Looking at this scene, a strange palpitation suddenly surged from the depths of White Night’s soul body.
She couldn’t say why.
The flowers were beautiful, the light was warm, yet she felt that deep within that light was buried something that made her very soul tremble.
The compass was spinning wildly, its needle whirling incessantly, as if something had scrambled its sense of direction.
“If you want to go down, you have to climb down using these thorn vines,” Gu Jiao said, standing at the cliff edge, her voice dry. “There’s no other way.”
Some who had arrived earlier had already begun climbing.
A burly man reached out and grabbed the nearest thorn vine. The thorns instantly pierced his palm.
He grunted in pain. Blood dripped down his fingers, falling onto the vine.
The flower roots writhed like living things, absorbing the drops of blood.
The man didn’t let go. Gritting his teeth, he continued climbing down.
But his blood kept flowing, from his palm to his wrist to his forearm, faster and faster, as if some force was tearing the wound open. It wouldn’t stop.

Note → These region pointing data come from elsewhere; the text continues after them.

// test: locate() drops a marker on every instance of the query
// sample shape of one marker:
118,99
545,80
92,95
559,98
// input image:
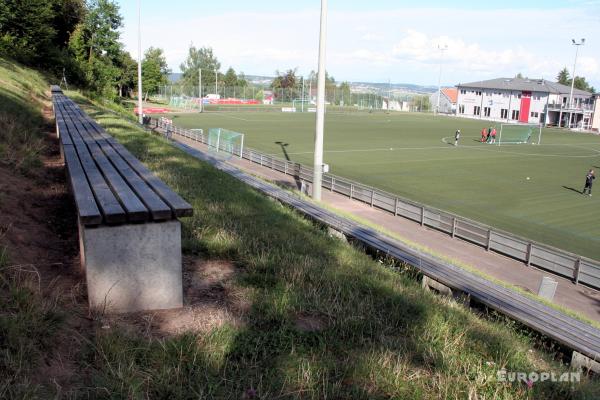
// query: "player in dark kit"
589,180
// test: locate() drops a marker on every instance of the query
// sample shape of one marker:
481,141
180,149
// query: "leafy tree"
26,30
200,58
96,47
563,77
154,70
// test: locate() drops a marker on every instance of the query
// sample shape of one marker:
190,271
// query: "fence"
560,262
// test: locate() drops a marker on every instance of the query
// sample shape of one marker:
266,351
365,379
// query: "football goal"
519,134
224,140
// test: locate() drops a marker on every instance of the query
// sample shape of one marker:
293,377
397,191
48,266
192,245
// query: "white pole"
573,78
442,49
302,94
140,110
318,162
200,88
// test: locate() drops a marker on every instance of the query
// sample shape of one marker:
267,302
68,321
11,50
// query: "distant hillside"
261,80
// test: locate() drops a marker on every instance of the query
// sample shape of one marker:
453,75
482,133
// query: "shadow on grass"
572,189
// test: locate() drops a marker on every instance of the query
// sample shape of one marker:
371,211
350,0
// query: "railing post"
577,267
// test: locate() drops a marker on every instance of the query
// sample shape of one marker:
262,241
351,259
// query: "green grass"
380,335
22,94
481,182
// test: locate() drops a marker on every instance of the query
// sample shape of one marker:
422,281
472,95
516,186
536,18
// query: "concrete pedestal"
132,267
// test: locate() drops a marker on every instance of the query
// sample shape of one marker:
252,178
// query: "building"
523,100
447,100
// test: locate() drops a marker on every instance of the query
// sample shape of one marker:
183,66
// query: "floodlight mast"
140,110
441,49
576,44
318,161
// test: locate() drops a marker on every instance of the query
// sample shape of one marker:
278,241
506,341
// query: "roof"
451,94
532,85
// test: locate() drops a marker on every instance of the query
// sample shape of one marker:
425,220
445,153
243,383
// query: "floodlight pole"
318,162
573,78
200,87
140,110
441,49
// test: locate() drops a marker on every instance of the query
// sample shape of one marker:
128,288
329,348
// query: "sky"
378,40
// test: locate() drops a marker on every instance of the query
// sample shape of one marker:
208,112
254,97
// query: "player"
589,180
493,135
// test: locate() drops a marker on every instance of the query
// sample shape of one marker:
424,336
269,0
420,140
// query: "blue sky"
378,40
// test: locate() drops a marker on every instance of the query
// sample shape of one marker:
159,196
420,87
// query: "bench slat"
108,203
180,207
158,209
84,198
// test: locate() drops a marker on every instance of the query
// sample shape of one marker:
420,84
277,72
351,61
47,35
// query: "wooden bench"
129,233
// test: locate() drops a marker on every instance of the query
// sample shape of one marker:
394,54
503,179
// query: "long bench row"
130,238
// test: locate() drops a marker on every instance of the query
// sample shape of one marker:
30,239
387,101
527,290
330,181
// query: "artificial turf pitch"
412,155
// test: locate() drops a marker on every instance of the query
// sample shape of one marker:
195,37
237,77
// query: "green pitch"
412,155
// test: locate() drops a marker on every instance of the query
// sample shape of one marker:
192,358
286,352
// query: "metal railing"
572,266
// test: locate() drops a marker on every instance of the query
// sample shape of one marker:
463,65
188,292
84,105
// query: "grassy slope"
380,334
484,183
28,322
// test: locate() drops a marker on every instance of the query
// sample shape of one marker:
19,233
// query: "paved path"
576,297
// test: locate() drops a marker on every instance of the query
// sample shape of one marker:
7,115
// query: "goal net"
224,140
519,134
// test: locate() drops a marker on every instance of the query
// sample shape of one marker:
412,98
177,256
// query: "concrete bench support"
132,267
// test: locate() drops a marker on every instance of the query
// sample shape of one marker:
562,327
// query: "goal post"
224,140
520,134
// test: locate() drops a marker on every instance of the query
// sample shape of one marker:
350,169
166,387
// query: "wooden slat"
180,207
134,208
109,205
157,208
566,330
84,198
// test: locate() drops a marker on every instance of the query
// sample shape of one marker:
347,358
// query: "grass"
376,333
481,182
22,95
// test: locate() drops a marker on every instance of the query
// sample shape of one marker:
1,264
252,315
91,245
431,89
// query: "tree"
563,77
26,30
154,70
96,47
200,58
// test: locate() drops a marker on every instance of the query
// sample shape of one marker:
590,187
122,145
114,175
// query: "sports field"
410,154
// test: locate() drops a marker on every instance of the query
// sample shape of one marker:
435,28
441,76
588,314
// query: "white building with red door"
522,100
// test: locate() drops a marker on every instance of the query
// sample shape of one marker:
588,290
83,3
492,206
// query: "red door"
525,106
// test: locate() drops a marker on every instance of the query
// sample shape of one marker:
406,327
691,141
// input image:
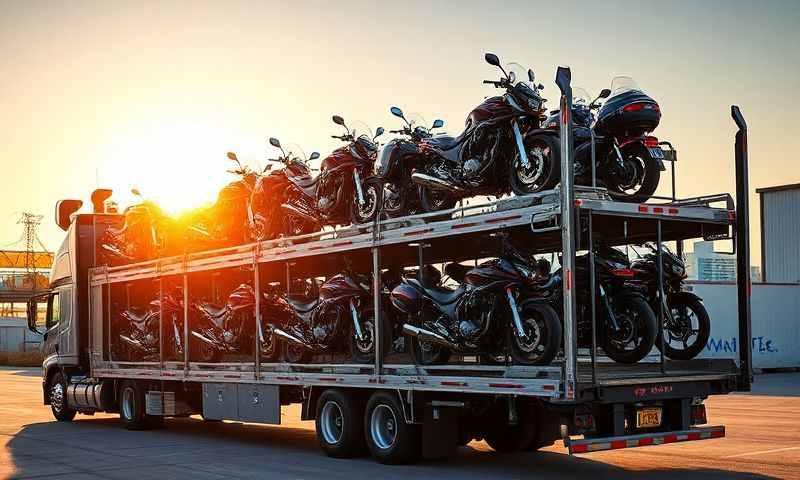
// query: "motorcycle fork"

By the time he had climbed about a dozen meters, the man’s face was as white as paper, his body beginning to tremble.
He clung desperately to the vine, not daring to let go, but his strength was visibly draining away.
After a few more meters, his fingers finally lost their grip.
His entire body peeled away from the cliff face, silently falling into the bottomless sea of flowers.
White Night watched that person disappear into the multicolored light. The temperature of her soul body dropped a few degrees.
Little Frost tightened her grip on her metal gloves.
She walked to the cliff edge and reached out to touch the outermost thorn vine.
She didn’t use force, just a tentative touch.